This generated a faint rumble from deep within his chest, which I was in no place to interpret. “Come on. Let’s get you inside.”

“Insidewhere?”

He gestured over his shoulder.

“Are you a kelpie? That’s the Thames.”

“That’s my boat,” he corrected me.

“Oh.”

I’d been vaguely aware of the various cruisers and narrowboats moored by the towpath, but I’d assumed they were for summer boating, not that any of them might be inhabited. It probably didn’t help that the vessel in question was a blue or green so dark it might have been black. The stranger’s torch—for he did have a torch, a proper one, with a wide beam—revealed the lustre of the paintwork. Caught upon the fittings and made them gleam like a smile in the night. I wasn’t sure how I felt about being taken onto some stranger’s boat. Did it matter that it was a well-kept boat?

“Problem?” he was asking.

“Not really.” I tried to get his face to resolve from the blur. As it was, all I had was an impression of something shaggy and disconcerting. “Just wondering if you’re going to murder me.”

“On my boat?”

“Mm.”

Once again, he seemed to be considering it. “Too much mess,” he concluded. “Can you stand?”

“Yes,” I said in the face of all available evidence.

What followed was brief and undignified and ended me with hoisted across his shoulders like I was a wounded solider he was bearing valiantly back to base across a minefield.

I gave a futile squirm, feeling about eighty-seven different kinds of out of control and not liking any of them. “What the fuck.”

He didn’t answer. But he didn’t put me down either. Just carried me across the towpath and stepped into the back—stern?—of the boat, something I definitely couldn’t have done with my fucked-up ankle and probably wouldn’t have been sensible for him to attempt with me held any other way. It didn’t make me resent the sack-of-potatoes approach any less, though.

More light spilled like pirate gold from the interior of the boat as my rescuer pushed back the hatch and opened the doors. Three neat steps, clearly intended for one person with two feet, not two people with one and a half feet on average, led into a kitchen area. It was honestly a wonder we got down them at all. On my part, it was little more than a controlled fall. Everything was far too bright.
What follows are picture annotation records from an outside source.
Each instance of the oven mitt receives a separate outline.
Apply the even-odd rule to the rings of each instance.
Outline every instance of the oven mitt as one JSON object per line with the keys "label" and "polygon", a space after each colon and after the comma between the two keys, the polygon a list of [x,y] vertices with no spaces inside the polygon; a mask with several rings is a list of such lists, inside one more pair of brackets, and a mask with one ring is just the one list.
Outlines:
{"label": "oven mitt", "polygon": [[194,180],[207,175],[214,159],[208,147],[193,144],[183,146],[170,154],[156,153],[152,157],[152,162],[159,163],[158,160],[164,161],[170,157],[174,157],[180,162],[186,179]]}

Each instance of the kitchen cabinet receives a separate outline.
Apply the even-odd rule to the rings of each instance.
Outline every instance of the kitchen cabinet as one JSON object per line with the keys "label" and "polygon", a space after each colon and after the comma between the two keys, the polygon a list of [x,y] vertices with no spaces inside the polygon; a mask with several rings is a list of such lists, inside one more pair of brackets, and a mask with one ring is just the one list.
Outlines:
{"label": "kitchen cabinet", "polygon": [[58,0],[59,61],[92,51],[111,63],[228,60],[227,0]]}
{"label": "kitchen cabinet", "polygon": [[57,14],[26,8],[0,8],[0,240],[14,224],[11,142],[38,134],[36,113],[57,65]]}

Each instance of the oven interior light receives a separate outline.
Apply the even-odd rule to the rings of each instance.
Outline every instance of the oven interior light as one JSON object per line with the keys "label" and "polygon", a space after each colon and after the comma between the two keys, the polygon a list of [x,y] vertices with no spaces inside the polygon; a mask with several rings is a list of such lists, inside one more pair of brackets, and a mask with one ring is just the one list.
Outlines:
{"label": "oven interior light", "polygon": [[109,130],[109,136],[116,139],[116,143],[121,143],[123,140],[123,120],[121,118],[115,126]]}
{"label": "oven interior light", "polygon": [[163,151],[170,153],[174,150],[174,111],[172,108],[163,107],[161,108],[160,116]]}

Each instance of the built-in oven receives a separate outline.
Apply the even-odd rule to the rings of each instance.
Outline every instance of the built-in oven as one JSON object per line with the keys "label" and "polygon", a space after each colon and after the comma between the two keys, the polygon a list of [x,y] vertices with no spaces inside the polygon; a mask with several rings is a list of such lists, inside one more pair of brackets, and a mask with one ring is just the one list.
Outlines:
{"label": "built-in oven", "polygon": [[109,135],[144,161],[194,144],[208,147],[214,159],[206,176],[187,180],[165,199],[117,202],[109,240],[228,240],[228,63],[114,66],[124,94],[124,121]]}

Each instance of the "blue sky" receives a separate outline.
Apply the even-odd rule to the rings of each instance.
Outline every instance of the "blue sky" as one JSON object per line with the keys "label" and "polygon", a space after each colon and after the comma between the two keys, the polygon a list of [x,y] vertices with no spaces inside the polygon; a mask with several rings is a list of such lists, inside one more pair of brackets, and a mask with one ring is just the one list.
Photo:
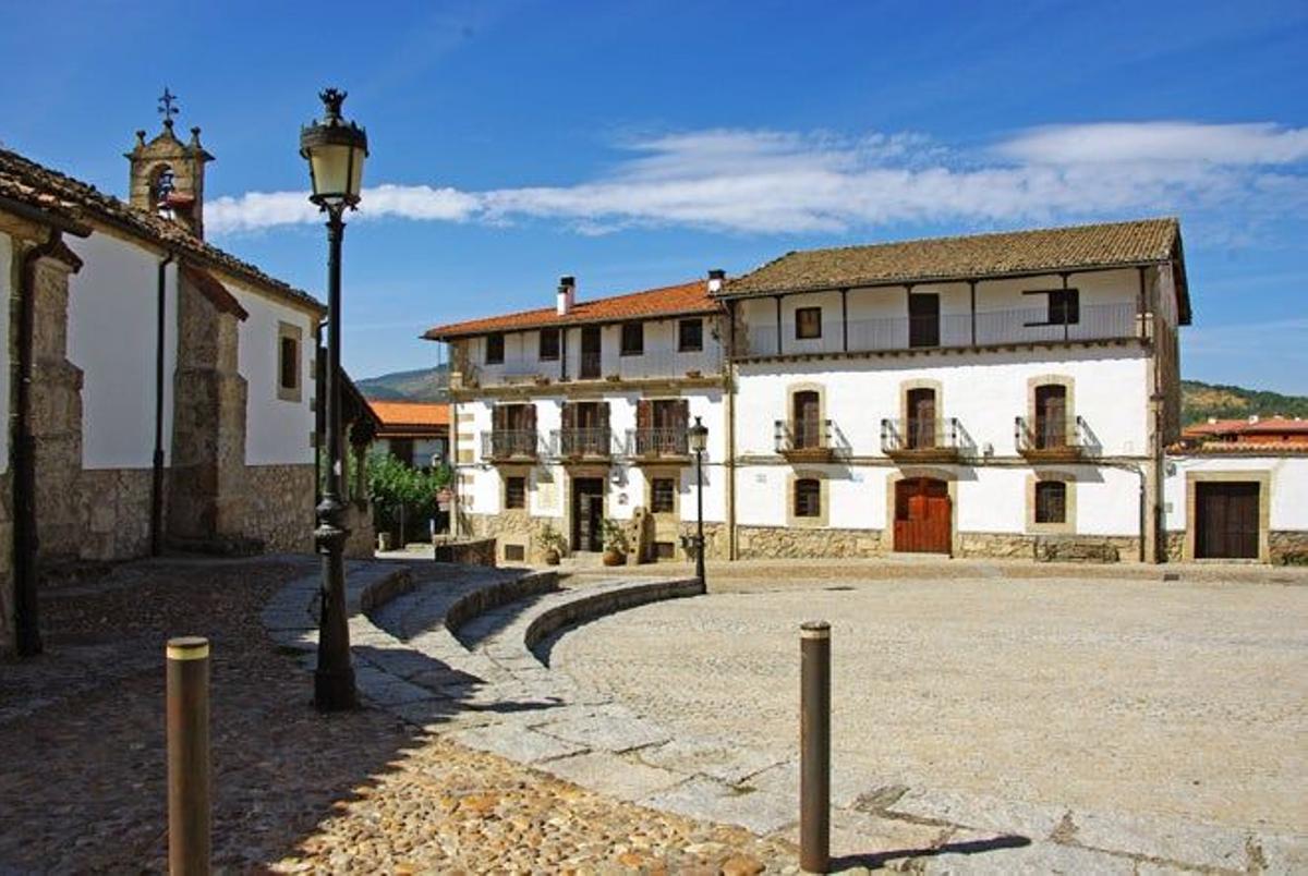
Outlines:
{"label": "blue sky", "polygon": [[345,251],[357,377],[434,362],[428,326],[548,306],[561,273],[585,298],[1175,213],[1185,375],[1308,394],[1301,0],[88,1],[7,22],[0,143],[122,195],[167,85],[217,156],[211,239],[315,293],[298,127],[319,88],[349,92],[373,150]]}

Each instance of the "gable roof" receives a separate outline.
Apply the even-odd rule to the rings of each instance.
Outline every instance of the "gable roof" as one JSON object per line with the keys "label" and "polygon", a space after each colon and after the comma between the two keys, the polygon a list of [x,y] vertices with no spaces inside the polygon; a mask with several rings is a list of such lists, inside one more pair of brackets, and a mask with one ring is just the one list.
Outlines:
{"label": "gable roof", "polygon": [[502,316],[470,319],[449,326],[428,329],[422,337],[429,341],[445,341],[456,337],[470,337],[504,331],[526,331],[530,328],[549,328],[553,326],[577,326],[585,323],[616,323],[627,319],[651,316],[676,316],[683,314],[713,314],[721,305],[709,297],[705,280],[683,282],[676,286],[662,286],[632,292],[593,301],[578,301],[566,315],[559,315],[555,307],[525,310]]}
{"label": "gable roof", "polygon": [[787,252],[726,284],[719,298],[903,282],[1133,267],[1176,260],[1181,322],[1190,322],[1176,218],[925,238]]}
{"label": "gable roof", "polygon": [[379,434],[395,433],[400,429],[434,433],[450,426],[450,405],[429,401],[383,401],[369,399],[378,420],[382,421]]}
{"label": "gable roof", "polygon": [[182,225],[135,209],[90,183],[51,170],[8,149],[0,149],[0,196],[48,211],[65,220],[80,222],[99,220],[156,246],[178,250],[204,267],[237,276],[272,297],[318,312],[327,310],[307,292],[271,277],[249,261],[205,243]]}

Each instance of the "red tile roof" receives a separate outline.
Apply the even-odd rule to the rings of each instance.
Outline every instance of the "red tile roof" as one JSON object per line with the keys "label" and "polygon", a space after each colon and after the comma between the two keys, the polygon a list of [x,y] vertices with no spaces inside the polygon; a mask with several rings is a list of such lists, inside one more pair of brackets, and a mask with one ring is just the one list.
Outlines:
{"label": "red tile roof", "polygon": [[560,316],[555,307],[525,310],[502,316],[471,319],[449,326],[437,326],[422,335],[429,341],[443,341],[489,332],[523,331],[552,326],[576,326],[582,323],[613,323],[624,319],[650,316],[674,316],[679,314],[713,314],[722,306],[709,298],[708,282],[696,280],[676,286],[646,289],[594,301],[578,301],[572,311]]}
{"label": "red tile roof", "polygon": [[450,426],[450,405],[426,401],[378,401],[369,399],[368,405],[382,421],[381,433],[394,433],[398,429],[439,431]]}

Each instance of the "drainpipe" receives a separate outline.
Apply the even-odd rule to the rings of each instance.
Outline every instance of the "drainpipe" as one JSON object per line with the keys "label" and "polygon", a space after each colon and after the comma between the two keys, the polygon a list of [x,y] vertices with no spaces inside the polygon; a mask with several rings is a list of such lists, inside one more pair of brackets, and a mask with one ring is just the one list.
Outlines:
{"label": "drainpipe", "polygon": [[154,303],[154,459],[150,471],[150,556],[162,552],[164,541],[164,329],[167,284],[167,265],[174,254],[169,252],[158,263]]}

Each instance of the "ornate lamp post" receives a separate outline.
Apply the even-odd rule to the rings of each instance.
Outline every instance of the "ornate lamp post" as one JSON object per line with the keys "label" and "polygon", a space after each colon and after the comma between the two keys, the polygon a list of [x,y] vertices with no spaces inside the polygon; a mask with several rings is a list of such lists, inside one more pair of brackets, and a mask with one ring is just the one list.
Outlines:
{"label": "ornate lamp post", "polygon": [[354,669],[349,660],[349,626],[345,624],[345,506],[341,505],[340,426],[340,242],[345,235],[341,216],[358,205],[364,183],[368,133],[340,115],[345,93],[322,92],[326,115],[300,131],[300,154],[309,161],[314,194],[309,196],[327,213],[327,367],[324,431],[327,433],[327,482],[318,503],[314,540],[323,556],[322,611],[318,632],[318,668],[314,672],[314,706],[319,711],[353,709]]}
{"label": "ornate lamp post", "polygon": [[691,451],[695,454],[695,577],[704,586],[704,450],[709,446],[709,428],[695,418],[695,425],[687,430]]}

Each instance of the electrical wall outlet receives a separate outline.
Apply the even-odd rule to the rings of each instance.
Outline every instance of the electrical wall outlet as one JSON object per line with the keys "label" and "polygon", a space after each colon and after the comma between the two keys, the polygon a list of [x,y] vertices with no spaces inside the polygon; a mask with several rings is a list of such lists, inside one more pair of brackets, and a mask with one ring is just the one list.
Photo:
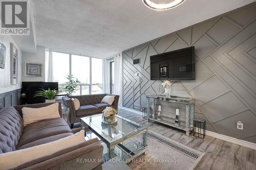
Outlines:
{"label": "electrical wall outlet", "polygon": [[243,130],[244,129],[244,124],[242,123],[241,121],[238,121],[237,123],[237,129]]}

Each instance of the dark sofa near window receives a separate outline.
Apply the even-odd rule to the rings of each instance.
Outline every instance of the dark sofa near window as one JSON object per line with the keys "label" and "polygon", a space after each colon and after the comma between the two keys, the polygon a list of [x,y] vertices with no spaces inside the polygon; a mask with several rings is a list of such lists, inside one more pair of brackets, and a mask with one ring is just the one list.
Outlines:
{"label": "dark sofa near window", "polygon": [[[106,103],[101,103],[103,98],[105,95],[114,95],[115,101],[111,106]],[[80,102],[80,108],[75,109],[72,98],[77,99]],[[110,94],[98,94],[82,95],[74,95],[62,97],[65,105],[69,107],[70,122],[71,128],[74,123],[80,122],[80,118],[87,116],[98,114],[101,112],[107,106],[112,106],[117,109],[119,96]]]}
The sudden heat was as wild as a tiger, leaving me weak and mauled and breathless.

I managed a vague protest that I would ruin his sofa as he half carried, half dragged me towards it, so he threw a blanket over the cushions and then set me down. For a moment or two, I was too dazed for anything, even shame, and just sat there, trembling. My rescuer had busied himself with…whatever. The doors. The stove. I heard the same purpose in his footsteps as before, as if each movement was deliberate, taking him somewhere.

Eventually he returned to me, sinking unselfconsciously to his haunches. My sense of him hadn’t been entirely inaccurate. He was one of those big, careful men and wouldn’t have looked out of place scything shirtless in a field with Poldark. A decade or so ago, the long beard and shoulder-length hair would have been a mark in the “potential murderer” column. As it was, I half expected him to start serving me an artisanal muffin and a flat white.14

“Are you allergic to anything?” he asked.

“Being fussed over?” I suggested.

“Medically.”

I shook my head.

He offered me a glass of water and a packet of ibuprofen. “For the pain.”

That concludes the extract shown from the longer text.